De analisten verlaagden zonder uitzondering hun koersdoelen, maar lieten de beleggingsadviezen intact. Jefferies verlaagde het koersdoel van 84,00 naar 77,00 euro, Deutsche Bank van 97,00 naar 90,00, ING van 105,00 naar 92,00 en Credit Suisse van 105,00 naar 93,00 euro.

UBS deed niets met het koopadvies, dat is gebaseerd op de aannames dat de grondstofprijzen gunstiger worden en daarnaast hoger dan verwachte volumes in de tweede helft van het jaar. De bank zag ook geen reden het koersdoel van 100,00 euro aan te passen. Mocht er verder geen sprake zijn van significante kostenreducties en de tweede helft van het jaar de volumes niet verslechteren, dan zou de schade voor het EBIT tot ongeveer 7 procent beperkt blijven.
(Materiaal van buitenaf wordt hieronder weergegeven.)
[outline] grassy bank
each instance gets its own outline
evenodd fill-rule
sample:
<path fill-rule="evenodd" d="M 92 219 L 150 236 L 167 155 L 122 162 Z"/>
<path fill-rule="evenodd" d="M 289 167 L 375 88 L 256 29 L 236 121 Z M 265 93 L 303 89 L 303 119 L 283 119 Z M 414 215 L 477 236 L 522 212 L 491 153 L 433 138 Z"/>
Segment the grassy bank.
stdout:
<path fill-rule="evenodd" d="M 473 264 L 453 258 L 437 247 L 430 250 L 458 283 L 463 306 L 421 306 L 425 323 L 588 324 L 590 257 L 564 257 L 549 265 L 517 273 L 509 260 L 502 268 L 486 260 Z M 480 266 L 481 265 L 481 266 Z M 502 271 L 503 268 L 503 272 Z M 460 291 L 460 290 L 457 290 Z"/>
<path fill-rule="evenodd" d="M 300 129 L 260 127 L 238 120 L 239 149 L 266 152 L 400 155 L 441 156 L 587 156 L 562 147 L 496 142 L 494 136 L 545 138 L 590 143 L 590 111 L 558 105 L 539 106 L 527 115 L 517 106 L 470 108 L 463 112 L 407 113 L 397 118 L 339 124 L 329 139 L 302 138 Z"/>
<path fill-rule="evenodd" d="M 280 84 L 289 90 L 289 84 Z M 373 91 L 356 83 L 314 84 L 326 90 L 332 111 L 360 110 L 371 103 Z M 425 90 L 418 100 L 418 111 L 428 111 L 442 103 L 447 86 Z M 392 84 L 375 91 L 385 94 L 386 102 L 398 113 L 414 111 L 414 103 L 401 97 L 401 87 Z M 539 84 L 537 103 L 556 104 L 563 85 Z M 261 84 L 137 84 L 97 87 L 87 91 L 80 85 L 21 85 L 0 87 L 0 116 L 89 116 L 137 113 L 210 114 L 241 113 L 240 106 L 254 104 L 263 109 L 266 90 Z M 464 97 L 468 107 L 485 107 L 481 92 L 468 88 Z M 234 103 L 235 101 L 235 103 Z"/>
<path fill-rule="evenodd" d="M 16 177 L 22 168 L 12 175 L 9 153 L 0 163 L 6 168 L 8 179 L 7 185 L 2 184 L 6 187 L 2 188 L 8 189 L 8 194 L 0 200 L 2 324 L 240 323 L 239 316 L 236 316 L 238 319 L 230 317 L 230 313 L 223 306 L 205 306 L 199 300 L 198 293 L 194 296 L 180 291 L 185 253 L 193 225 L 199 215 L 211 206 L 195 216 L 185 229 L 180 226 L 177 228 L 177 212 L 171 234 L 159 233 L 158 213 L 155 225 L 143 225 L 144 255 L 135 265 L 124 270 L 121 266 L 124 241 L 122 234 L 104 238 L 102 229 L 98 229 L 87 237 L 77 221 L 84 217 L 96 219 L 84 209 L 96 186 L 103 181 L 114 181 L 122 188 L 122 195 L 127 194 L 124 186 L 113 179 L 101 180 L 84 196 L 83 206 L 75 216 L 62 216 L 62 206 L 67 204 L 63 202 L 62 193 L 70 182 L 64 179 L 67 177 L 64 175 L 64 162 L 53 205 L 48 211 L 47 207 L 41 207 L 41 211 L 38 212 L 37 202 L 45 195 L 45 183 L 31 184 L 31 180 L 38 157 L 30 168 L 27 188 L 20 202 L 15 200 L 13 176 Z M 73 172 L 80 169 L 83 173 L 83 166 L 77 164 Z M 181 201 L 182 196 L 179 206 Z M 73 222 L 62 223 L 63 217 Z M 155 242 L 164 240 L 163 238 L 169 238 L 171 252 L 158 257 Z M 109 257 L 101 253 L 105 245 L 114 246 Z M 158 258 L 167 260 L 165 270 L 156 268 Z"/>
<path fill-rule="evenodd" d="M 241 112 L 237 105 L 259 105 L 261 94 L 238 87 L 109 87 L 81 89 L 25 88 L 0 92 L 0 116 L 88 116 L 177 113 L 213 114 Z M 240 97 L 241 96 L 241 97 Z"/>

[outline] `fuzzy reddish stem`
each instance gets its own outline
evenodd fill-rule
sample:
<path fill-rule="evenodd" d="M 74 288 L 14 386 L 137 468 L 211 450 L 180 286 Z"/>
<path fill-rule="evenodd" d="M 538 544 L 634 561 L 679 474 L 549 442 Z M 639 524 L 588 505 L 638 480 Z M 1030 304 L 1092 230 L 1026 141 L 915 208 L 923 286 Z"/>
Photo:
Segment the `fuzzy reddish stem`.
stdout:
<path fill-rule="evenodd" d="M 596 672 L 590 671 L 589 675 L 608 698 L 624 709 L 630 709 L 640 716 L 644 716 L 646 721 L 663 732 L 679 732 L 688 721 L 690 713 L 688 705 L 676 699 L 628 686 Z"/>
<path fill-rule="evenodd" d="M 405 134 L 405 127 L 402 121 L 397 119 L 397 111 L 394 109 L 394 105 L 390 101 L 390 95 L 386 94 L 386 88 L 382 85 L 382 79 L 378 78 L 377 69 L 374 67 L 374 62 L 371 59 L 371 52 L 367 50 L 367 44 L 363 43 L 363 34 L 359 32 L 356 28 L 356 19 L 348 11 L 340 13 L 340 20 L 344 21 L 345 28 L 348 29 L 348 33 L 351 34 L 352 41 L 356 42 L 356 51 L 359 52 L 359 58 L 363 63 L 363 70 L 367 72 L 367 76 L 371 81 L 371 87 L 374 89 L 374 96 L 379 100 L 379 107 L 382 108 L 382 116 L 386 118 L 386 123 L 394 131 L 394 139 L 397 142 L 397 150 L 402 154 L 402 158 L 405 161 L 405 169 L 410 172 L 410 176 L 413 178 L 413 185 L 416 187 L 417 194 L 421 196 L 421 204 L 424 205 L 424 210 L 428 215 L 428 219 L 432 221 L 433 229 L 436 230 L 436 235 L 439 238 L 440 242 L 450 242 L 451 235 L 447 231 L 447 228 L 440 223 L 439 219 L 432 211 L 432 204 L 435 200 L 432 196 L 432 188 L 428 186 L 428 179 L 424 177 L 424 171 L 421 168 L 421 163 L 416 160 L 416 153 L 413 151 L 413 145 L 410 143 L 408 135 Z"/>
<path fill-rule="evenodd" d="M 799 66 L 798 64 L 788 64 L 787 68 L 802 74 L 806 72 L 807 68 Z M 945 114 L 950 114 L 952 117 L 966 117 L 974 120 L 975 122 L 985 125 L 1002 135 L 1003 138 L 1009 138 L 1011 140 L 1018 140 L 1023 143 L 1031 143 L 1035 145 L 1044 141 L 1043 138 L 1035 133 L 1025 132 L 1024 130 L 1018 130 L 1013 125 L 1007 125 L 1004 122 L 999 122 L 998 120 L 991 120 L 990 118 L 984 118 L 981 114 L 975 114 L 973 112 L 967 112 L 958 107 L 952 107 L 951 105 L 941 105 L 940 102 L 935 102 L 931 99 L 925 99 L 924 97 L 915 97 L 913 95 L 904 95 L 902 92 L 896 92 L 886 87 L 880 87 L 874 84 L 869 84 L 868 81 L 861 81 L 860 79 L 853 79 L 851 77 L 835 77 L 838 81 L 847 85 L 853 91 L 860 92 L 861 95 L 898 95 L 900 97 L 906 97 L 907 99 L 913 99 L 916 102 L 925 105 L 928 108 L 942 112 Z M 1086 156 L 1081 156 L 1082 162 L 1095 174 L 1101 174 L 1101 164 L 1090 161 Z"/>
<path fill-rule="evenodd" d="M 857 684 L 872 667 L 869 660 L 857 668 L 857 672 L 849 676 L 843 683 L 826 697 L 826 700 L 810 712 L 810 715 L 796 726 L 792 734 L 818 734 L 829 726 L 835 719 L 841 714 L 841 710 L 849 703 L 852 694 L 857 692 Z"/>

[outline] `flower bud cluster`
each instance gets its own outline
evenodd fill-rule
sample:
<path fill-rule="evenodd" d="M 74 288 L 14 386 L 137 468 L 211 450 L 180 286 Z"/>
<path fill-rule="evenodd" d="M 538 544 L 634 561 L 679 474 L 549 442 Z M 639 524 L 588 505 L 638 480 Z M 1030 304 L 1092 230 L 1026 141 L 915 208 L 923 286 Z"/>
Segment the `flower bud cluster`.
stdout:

Aan het einde van de week drong zich wellicht wel de vraag op wat de timing van het persbericht bepaalde. Juni was immers volgens AkzoNobel eigenlijk best een aardige maand, tot dusverre.  Blijkbaar zat de 'pijn' in april en mei en werd ingeschat dat juni niet in staat zou zijn dit goed te maken.

Het aandeel AkzoNobel sloot op vrijdag 67,42 euro. Dat komt neer op een weekverlies van ruim 10 procent. De AEX daalde echter ook bijna 7 procent.